謎しかない現状
僕と赤髪少女は数分見つめ合っていた。いや正直僕は助け出したはいいもののこれからどうしたらいいか分からなかったのだ。実際僕はここがどこかも分かってないし、食料も無いし、ほんとにこれからどうしよう。
この広場にあるのは奥に続くと思われる一本の道だけだ。
「えっと…。これからどうしようか?」
「???」
赤髪少女は首を傾げるだけだ。うん。全く頼りにならない。
僕の手には力を失った剣と禍々しい剣が手元にあるだけ。本当にこの訳の分からない場所から脱出ができるのだろうか。
「動ける?」
僕はそっと彼女に手を差し出す。赤髪少女は不思議そうに手を見つめ僕の手をとり、立ち上がる。
「大丈夫」
「それはよかった」
口数の少ない子だな。表情もほとんど読み取れないし人形のようだ。
「とりあえずこんなところ脱出しないとね。奥の道に進んでみよう」
赤髪少女が頷いたことを確認すると僕は奥の道に歩を進める。
「っとその前にこの短剣持っておきなよ。護身用になると思うよ?」
そういって禍々しい短剣を差し出そうとすると、無表情が崩れて恐怖に顔が歪んだ。
「あ!ごめん!ごめん!今のなしなし!こっちの剣でいいよ。
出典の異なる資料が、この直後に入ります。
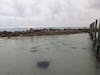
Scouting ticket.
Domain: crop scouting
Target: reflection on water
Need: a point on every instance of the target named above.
(67, 54)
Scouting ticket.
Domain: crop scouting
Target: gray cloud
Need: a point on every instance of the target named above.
(31, 12)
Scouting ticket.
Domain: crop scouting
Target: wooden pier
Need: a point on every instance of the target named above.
(94, 32)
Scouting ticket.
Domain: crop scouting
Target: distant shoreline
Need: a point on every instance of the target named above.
(40, 32)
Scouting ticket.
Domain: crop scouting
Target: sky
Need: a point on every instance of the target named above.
(48, 13)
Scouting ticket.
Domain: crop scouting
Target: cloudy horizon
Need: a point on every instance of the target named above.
(49, 13)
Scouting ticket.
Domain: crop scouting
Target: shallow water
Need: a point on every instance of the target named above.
(67, 55)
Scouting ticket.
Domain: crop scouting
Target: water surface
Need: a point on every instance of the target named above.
(67, 54)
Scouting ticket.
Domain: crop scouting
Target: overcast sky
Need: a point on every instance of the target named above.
(38, 13)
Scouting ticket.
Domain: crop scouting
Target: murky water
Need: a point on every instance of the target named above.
(66, 54)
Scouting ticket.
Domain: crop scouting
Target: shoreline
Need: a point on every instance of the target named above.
(42, 32)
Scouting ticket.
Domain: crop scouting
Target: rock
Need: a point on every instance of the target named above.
(43, 64)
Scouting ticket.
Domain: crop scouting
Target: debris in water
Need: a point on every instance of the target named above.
(43, 64)
(34, 49)
(74, 47)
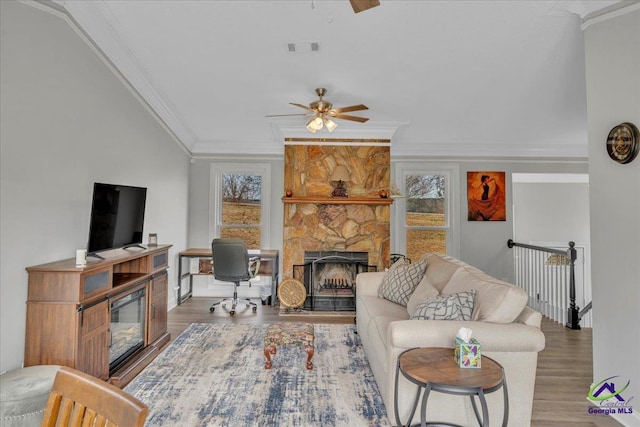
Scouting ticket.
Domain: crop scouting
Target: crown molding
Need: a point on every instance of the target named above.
(490, 149)
(95, 22)
(610, 13)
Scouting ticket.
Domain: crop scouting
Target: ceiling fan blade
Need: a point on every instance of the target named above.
(301, 106)
(358, 107)
(361, 5)
(284, 115)
(348, 117)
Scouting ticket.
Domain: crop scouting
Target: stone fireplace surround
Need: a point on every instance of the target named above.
(313, 221)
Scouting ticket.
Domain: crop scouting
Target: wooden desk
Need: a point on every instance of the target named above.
(269, 265)
(434, 370)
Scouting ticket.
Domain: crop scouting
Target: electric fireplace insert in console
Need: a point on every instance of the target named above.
(126, 332)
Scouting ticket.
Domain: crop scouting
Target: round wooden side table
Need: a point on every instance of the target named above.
(433, 369)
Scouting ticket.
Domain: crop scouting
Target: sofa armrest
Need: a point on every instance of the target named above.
(368, 283)
(530, 317)
(493, 337)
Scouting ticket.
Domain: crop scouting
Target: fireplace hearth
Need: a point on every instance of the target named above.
(330, 278)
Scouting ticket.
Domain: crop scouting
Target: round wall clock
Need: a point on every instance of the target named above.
(623, 143)
(291, 293)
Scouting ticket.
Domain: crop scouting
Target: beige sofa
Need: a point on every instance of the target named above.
(508, 331)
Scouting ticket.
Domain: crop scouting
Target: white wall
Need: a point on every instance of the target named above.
(484, 244)
(66, 122)
(613, 97)
(551, 212)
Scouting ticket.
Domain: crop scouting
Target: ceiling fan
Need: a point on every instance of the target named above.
(322, 112)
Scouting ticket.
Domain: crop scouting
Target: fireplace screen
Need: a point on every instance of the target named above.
(330, 279)
(127, 327)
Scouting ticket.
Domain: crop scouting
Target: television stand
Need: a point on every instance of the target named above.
(69, 311)
(134, 246)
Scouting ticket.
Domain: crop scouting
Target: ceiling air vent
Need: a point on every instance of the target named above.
(303, 47)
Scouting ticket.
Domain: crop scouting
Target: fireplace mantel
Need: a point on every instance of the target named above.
(339, 200)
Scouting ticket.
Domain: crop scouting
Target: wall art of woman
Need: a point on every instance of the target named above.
(486, 196)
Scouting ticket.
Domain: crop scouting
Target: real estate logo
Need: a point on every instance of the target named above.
(608, 397)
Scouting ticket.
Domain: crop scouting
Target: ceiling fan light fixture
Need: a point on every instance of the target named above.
(330, 124)
(310, 126)
(315, 124)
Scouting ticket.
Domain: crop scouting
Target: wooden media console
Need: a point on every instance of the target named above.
(73, 312)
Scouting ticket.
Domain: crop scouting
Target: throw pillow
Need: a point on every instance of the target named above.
(446, 307)
(423, 292)
(401, 280)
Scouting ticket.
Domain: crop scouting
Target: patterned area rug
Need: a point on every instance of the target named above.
(213, 375)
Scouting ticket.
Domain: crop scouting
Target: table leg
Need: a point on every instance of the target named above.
(395, 399)
(179, 297)
(309, 351)
(423, 408)
(268, 351)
短剣の方が持ちやすいかなって思って渡そうと思ったんだけどこんな変な短剣嫌だよね」
今度は力の失った剣を渡そうとするとそれもとても嫌な顔をされた。
徐に少女は手を正面に掲ると手のひらから赤色の魔法陣が浮かびあがる。そして次の瞬間火の玉を作り出し発射した。
「今のは…魔法?すごい。初めて見たよ」
「…いらない。私はこれで戦う」
今度は少女が前に行く感じで奥に続く道を歩き始めた。僕はそれについていく。
それにしてもこの少女は何者なんだ。魔法を使うことができるなんて。あの厳重なまでに拘束されていたってことは犯罪者か何かなのだろうか…。でもそれだと今頃僕は殺されているよな。
謎しかない場所。謎しかない少女。そして自分自身のことも謎。謎ばかりだけどこの赤髪の少女といるとこんな場所から脱出できそうだと思うことができた。